The Wylie location has indeed worked, and the company has since opened 15 such locations. Now, Focus Brands believes it has a strong case study to pair up some of its other brands.

“What does an Auntie Anne’s/Cinnabon look like? Jamba does really well with a drive-thru and we’ve started to pair it with Cinnabon and that is also working. We’re in phase one of a new development of Cinnabon and Carvel coming together. Not two brands sitting next to each other in one space, but actually merging menu items,” Krause said.

The Cinnabon Swirl featuring Carvel Soft Serve, as this concept is called, was introduced at the company-wide conference earlier this year and eight franchisees have agreed to develop some locations in 2023. The plan is to test and adjust and come up with a more solidified development plan for the company’s 2024 conference. The concept presents a new way to bring Focus Brands’ brands to life, Krause said while describing a Cinnabon/Carvel panini sandwich as an example.

“This started with, how we become less reliant on mall development for these brands, to how we give consumers more access to these brands and what is the best way to do that knowing that traditional real estate is complex?” Krause said. “The answer was innovating more. We wanted to think about what it looks like when we start folding some of these brands together.”

Krause believes the Cinnabon Swirl featuring Carvel Soft Serve concept has the potential to quickly grow in high-traffic areas. The infrastructure and resources are already in place and Focus Brands has already been doing cobranding for the past 30 years in captive audience spaces.

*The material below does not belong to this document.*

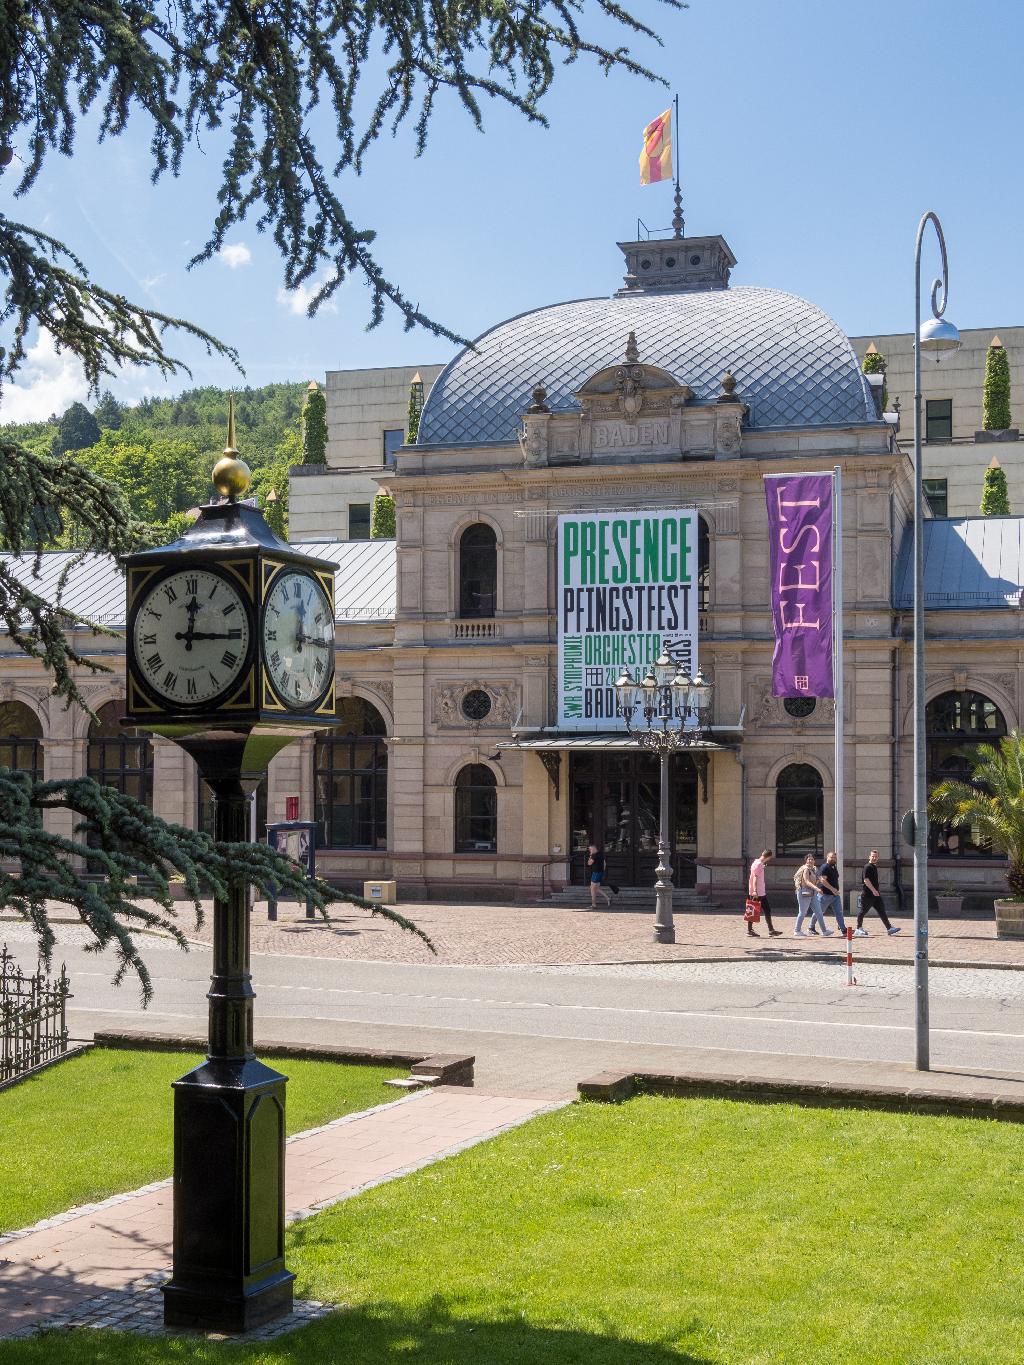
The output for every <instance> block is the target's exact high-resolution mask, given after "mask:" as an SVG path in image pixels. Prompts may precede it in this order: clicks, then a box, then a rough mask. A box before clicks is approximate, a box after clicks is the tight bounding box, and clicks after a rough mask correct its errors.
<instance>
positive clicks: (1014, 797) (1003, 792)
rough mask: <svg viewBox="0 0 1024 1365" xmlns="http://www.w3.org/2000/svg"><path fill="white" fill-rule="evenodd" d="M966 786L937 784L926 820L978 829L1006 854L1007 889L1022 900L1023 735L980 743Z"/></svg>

“We’ve been doing it really well, but it’s all been in captive-audience venues like stadiums. Why can’t we do it streetside? The pandemic gave us an opportunity to pause, assess the business, get feedback from consumers and franchisees on how to evolve, and dual branding outside of captive-audience venues was the start of that conversation,” Krause said. “You’ll see us do more of this.”

Focus Brands is also adjusting its strategy for its traditional restaurant brands – namely its real estate strategy. McAlister’s, for instance, is traditionally a 3,800-square-foot restaurant. New models, however, are 2,600-to-2,800 square feet.

“We’re cutting these things down by 35-to-40%. Not only do the buildout costs come down, but there is also better access and more access to real estate. The name of the game now is square feet,” Krause said.

These plans were created on the heels of a record-setting 2021 for franchise deals at Focus Brands, with 561 deals signed in the U.S. and Canada. Things have softened a bit this year, hindered by inflation, permitting and supply chain issues, but “folks are still optimistic and getting things done,” according to Krause. With the pandemic-inspired adjustments in full swing, he is also optimistic.

“The way we’re positioned as a multi-brand platform, franchisees are buying into that, and it does set us up for when the pressure alleviates a little. When that happens, we should be able to hit the gas,” he said. “I’m excited for where we are on our journey with tons of changes to make sure we’re set up more as a platform company that shares services, and the huge investments we’ve made to make sure we’re getting ahead of the curve. All of this leads to our franchisees wanting to continue to develop.”